KeychainBackend is a trait with three operations: set, get, delete. Three concrete implementations live here:

  • KeyringBackend — wraps the keyring crate; active on macOS (Keychain), Windows (Credential Manager), and Linux (Secret Service).
  • FileBackend — AES-256-GCM encrypted secrets.enc sidecar; used when KeyringBackend init fails (headless Linux, CI, locked DBus). Passphrase is supplied by the caller; prompting the user is deferred to the Credential Manager UI in task 18.
  • StubBackend — in-memory HashMap for unit tests; gated behind the test-keyring-stub cargo feature.

§OCP contract

Adding a new backend (e.g. OnePasswordBackend) requires only:

  1. A new struct implementing KeychainBackend.
  2. Optionally, extending select_backend to return it. No existing code changes.

§Security contract

Secret carries #[serde(skip_serializing)] on every field so it can never be emitted across Tauri IPC by accident. Fields are zeroed in memory on drop via [zeroize::ZeroizeOnDrop].

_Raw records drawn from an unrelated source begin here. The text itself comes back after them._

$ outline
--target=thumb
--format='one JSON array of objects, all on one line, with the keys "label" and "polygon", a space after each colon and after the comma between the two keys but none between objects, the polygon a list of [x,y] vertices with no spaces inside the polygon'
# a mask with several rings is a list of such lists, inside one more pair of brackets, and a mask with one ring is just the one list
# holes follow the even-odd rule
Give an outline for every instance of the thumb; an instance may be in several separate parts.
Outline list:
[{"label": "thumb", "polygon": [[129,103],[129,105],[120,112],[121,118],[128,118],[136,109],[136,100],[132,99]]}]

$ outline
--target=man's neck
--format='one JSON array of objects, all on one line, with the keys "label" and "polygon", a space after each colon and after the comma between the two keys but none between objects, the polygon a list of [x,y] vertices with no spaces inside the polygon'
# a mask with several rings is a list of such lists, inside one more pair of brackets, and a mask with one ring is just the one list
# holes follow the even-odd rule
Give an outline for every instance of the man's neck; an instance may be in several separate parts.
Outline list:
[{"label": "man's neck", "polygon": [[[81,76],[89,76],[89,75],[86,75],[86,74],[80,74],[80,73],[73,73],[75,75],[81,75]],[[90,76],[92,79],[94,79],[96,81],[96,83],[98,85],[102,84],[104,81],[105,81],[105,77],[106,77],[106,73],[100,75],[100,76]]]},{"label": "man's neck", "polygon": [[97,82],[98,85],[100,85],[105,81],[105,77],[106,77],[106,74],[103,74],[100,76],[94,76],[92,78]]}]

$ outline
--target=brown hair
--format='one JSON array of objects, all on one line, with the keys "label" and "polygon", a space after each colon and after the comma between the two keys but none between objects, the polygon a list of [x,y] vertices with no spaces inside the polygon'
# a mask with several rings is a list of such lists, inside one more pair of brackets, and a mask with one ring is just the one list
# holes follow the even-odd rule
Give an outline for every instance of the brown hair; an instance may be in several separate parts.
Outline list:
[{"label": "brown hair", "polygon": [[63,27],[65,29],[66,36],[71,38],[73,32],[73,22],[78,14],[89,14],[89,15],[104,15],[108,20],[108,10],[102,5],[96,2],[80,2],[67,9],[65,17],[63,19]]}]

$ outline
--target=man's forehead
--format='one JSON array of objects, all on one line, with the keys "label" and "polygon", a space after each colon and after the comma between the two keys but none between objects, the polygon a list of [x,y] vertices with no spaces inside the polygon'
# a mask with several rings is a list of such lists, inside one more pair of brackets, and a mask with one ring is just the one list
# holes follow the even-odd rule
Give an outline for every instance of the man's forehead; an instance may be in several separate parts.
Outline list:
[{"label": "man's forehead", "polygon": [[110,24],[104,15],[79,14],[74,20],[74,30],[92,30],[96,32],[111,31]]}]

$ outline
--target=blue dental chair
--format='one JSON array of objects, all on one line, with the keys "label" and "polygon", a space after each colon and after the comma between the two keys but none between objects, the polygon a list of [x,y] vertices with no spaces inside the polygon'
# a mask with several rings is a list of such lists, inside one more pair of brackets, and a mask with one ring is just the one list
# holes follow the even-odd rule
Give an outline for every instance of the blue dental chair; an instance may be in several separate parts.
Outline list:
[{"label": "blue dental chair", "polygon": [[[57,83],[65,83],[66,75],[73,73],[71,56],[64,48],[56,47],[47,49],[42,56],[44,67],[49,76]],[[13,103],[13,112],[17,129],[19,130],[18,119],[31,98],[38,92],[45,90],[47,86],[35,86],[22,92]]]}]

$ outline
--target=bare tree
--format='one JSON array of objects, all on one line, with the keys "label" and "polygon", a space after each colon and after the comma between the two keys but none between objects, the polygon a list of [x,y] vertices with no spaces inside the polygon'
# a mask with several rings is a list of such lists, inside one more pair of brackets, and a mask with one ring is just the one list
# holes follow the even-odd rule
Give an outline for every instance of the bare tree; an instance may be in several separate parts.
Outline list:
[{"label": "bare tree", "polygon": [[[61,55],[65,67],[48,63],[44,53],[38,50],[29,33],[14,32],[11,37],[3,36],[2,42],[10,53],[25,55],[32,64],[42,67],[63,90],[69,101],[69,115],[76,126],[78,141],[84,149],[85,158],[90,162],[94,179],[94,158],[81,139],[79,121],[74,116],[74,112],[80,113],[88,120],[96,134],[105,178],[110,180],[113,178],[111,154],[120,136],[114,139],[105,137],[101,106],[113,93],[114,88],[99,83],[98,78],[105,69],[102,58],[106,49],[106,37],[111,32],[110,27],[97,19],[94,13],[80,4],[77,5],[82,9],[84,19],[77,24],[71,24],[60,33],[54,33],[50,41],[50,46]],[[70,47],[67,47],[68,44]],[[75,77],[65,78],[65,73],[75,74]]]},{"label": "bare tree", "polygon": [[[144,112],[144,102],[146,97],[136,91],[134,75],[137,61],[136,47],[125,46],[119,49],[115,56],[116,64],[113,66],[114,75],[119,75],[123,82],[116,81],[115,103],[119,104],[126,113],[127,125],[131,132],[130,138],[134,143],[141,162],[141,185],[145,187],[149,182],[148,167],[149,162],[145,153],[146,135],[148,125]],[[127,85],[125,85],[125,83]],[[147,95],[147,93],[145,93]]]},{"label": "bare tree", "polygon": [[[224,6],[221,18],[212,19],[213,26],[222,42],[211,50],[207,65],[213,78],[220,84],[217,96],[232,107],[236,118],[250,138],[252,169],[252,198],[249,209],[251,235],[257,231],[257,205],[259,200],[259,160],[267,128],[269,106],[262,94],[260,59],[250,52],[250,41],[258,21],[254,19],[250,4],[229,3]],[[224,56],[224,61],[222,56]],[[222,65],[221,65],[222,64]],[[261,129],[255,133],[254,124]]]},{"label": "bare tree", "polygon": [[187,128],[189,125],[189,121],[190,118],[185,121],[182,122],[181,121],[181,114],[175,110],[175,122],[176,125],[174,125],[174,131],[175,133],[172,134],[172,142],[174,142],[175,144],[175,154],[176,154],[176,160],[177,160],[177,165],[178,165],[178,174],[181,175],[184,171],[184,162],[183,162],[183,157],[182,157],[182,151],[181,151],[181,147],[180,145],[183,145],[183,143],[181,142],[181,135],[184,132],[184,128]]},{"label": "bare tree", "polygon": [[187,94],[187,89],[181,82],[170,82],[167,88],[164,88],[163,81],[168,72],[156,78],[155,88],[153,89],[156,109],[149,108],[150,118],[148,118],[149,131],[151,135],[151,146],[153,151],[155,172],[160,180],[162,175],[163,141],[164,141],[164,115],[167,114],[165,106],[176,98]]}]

Internal storage (keyring JSON blob, FileBackend map) uses StoredSecret, a private mirror that CAN serialize all fields. The two structs are intentionally separate to enforce the IPC-safe contract on Secret.

Structs§

FileBackend 🔒
Passphrase-encrypted file-based fallback for environments where the OS keychain is unavailable.
FileBackendWithPassphrase
Public file-based keychain backend.
KeyringBackend
Wraps the [keyring] crate to store one entry per profile.
Secret
AWS / provider credentials stored by a profile.
StoredSecret 🔒
Private mirror of Secret used for serialization inside storage backends. All fields are serialized normally. Never exposed over IPC.

Traits§

KeychainBackend
Backend-agnostic interface for persisting and retrieving credential secrets keyed by profile ID.

Functions§

decrypt_file 🔒
Decrypt a secrets.enc file and return the stored map.
derive_key 🔒
Derive a 32-byte AES-256-GCM key from passphrase using Argon2id.
select_backend
Select the best available keychain backend at runtime.